Lignin‐Based Separators for Lithium‐Ion Batteries via a Dry Fibrillation Method

Abstract Separators are critical components in lithium‐ion batteries (LIBs), preventing internal short circuits, mitigating thermal runaway, and influencing rate capability and cycling performance. However, current polyolefin separators suffer from limitations, such as high thermal shrinkage, relatively poor wettability, and inadequate long‐term stability, impacting safety and cycle life in critical applications like electric vehicles. Here, a single‐layer lignin‐based ultrathin separator (as thin as 15 µm) with exceptional intrinsic thermal stability and cycling performance is demonstrated. The separator is fabricated using lignosulfonate, a natural polymer derived as a byproduct of chemical pulping and biorefinery processes.
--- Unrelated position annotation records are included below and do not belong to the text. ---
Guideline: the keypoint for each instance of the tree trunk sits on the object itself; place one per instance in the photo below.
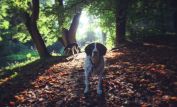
(31, 24)
(73, 28)
(121, 18)
(69, 36)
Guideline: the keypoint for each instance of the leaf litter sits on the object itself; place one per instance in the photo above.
(136, 76)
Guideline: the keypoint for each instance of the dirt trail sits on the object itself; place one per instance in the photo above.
(135, 76)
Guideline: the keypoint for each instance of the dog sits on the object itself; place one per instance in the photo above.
(94, 63)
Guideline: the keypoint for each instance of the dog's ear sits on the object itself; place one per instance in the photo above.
(88, 49)
(102, 49)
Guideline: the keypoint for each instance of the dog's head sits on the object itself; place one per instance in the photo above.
(95, 50)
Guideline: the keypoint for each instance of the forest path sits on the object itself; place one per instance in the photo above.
(135, 76)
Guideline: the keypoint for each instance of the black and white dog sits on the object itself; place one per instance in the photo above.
(94, 63)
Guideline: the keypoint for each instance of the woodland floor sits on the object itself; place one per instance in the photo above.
(135, 76)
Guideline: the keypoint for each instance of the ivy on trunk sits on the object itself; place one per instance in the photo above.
(31, 24)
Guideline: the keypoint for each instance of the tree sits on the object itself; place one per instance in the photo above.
(121, 19)
(31, 24)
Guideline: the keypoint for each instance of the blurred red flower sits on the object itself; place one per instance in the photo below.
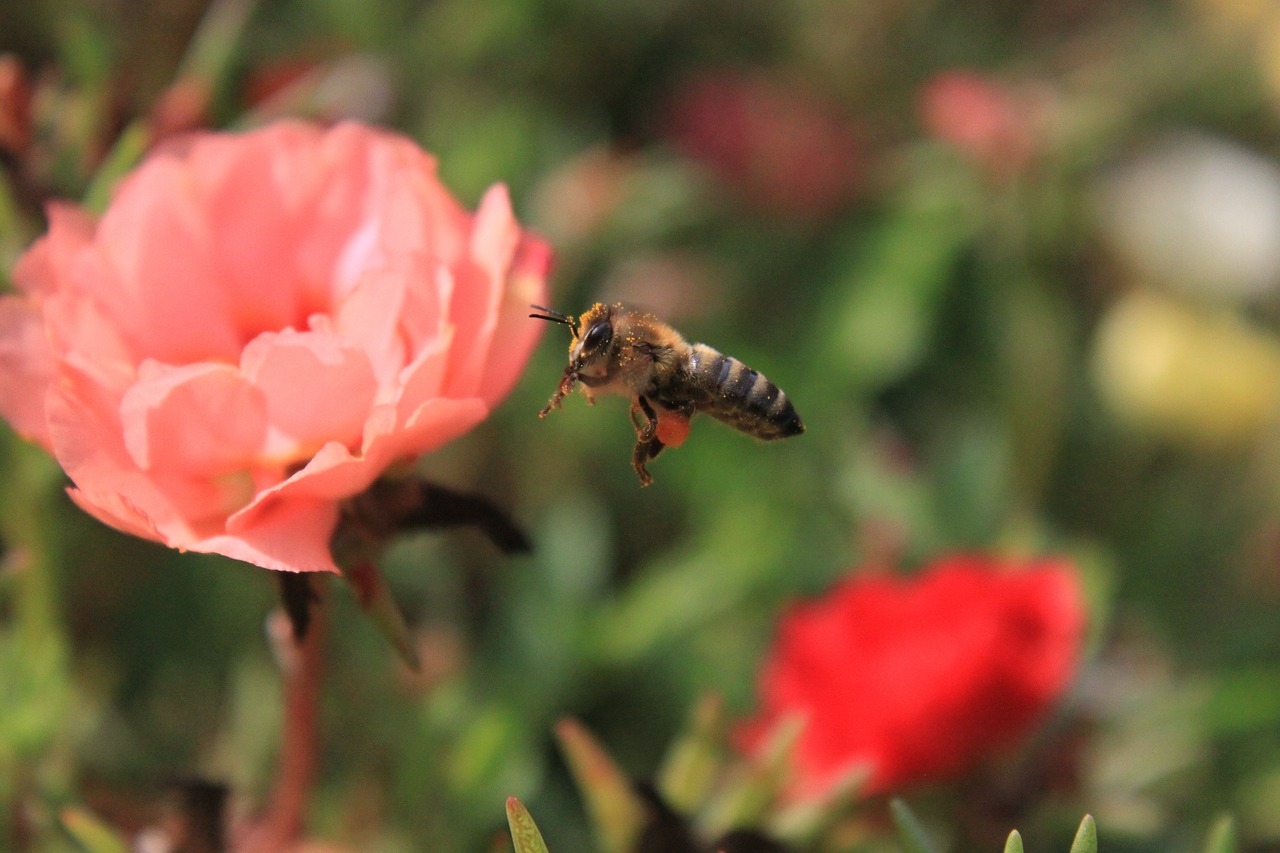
(257, 327)
(784, 146)
(918, 679)
(990, 122)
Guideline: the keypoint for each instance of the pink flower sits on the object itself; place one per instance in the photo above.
(257, 327)
(918, 679)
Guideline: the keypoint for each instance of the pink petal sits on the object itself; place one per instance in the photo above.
(481, 277)
(284, 534)
(158, 242)
(87, 439)
(516, 334)
(202, 419)
(318, 387)
(26, 368)
(257, 197)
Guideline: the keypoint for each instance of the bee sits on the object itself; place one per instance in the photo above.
(622, 350)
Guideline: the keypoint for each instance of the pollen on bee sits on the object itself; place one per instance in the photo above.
(672, 429)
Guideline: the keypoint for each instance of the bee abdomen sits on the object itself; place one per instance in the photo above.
(741, 397)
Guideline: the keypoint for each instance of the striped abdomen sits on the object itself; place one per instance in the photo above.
(744, 398)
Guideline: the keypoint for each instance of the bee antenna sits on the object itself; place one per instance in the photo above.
(552, 315)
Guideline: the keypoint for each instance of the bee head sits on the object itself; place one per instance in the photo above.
(593, 332)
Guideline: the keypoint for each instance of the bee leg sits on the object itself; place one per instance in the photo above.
(643, 452)
(648, 445)
(563, 389)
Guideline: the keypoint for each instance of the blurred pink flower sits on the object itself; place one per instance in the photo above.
(257, 327)
(984, 119)
(781, 145)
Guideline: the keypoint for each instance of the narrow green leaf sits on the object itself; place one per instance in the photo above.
(90, 833)
(909, 829)
(689, 769)
(1221, 836)
(616, 813)
(524, 830)
(128, 149)
(745, 799)
(376, 600)
(1086, 836)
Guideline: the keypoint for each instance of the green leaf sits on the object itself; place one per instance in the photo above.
(524, 830)
(689, 770)
(909, 829)
(1086, 836)
(617, 815)
(746, 799)
(90, 833)
(376, 600)
(1221, 836)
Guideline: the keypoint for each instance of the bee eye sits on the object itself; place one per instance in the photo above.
(598, 336)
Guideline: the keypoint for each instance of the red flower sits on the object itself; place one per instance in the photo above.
(920, 678)
(784, 146)
(992, 123)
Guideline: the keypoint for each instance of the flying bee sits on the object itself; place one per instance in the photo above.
(621, 350)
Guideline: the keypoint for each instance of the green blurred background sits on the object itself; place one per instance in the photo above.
(1018, 265)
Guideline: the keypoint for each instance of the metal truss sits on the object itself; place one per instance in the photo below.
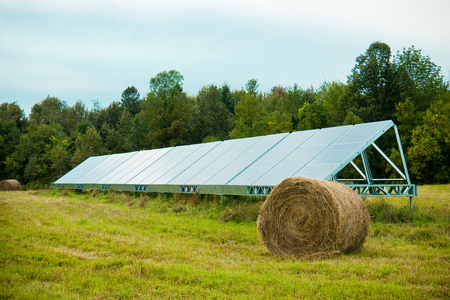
(376, 187)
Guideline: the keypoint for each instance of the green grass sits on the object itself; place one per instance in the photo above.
(91, 245)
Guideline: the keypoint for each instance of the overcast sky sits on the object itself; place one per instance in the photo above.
(94, 49)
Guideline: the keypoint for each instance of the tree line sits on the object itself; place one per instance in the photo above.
(407, 88)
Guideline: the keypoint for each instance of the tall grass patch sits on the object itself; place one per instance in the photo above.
(73, 245)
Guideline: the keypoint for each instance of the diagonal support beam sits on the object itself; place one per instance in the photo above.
(359, 170)
(389, 160)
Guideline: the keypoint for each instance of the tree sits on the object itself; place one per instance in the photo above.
(252, 86)
(214, 115)
(227, 98)
(250, 116)
(130, 100)
(87, 145)
(33, 158)
(373, 84)
(167, 111)
(165, 83)
(420, 79)
(311, 116)
(50, 110)
(331, 96)
(429, 154)
(12, 125)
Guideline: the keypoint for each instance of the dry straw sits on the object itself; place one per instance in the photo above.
(9, 185)
(307, 217)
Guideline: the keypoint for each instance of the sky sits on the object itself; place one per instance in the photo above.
(92, 50)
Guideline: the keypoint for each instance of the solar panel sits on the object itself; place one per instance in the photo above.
(302, 155)
(242, 159)
(232, 166)
(223, 160)
(272, 158)
(76, 175)
(194, 173)
(183, 164)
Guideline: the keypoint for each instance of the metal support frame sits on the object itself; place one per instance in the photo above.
(377, 187)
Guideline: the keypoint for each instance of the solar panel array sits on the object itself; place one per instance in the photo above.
(239, 166)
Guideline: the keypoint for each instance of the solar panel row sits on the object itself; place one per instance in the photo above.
(254, 161)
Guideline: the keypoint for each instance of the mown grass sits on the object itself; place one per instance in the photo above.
(92, 245)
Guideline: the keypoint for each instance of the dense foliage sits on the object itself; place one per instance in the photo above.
(407, 88)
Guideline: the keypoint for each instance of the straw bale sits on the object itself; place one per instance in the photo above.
(307, 217)
(9, 185)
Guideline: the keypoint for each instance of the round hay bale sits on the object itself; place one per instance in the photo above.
(307, 217)
(9, 185)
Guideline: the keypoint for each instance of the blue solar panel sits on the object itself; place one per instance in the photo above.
(194, 173)
(254, 161)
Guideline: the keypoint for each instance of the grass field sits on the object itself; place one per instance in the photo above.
(88, 245)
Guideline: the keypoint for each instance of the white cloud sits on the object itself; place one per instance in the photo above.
(106, 43)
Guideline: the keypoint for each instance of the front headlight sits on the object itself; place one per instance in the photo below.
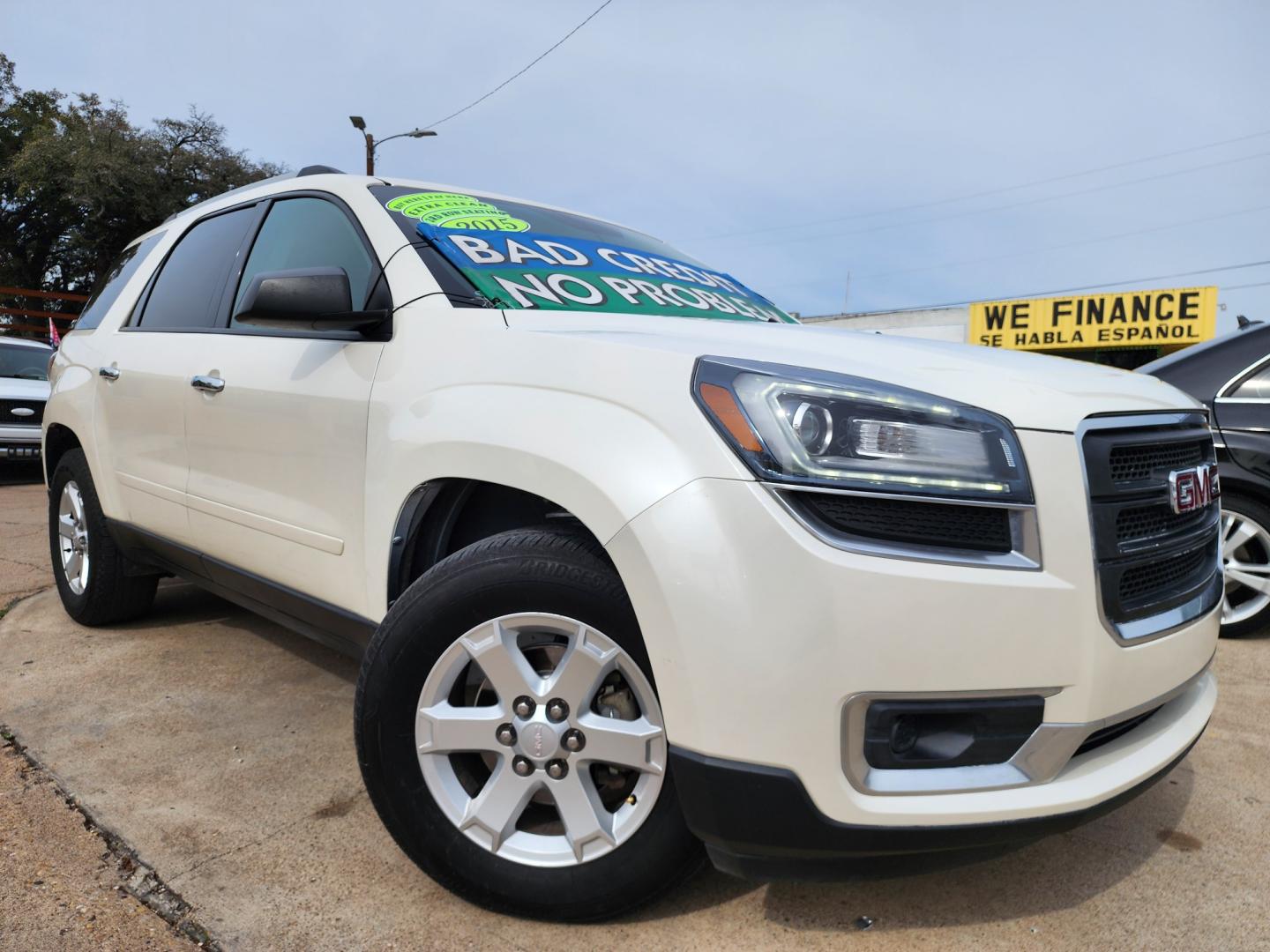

By employing a dry fibrillation method, the process achieves low energy consumption and a 100% raw material conversion rate, highlighting its scalability and sustainability. Interfacial studies reveal the improved cycling performance in both graphite||NMC811 and Si‐Gr||NMC811 cells is attributed to the abundant sulfonate functional groups in lignosulfonates, which promote the formation of a sulfur‐rich cathode/solid electrolyte interphases (CEI/SEI) with low resistance in both the cathode and anode. The high thermal stability, manufacturing feasibility, battery performance, and low cost of such lignin‐based separators offer new inspiration for developing next‐generation, single‐layer functional separators tailored for high‐performance LIBs.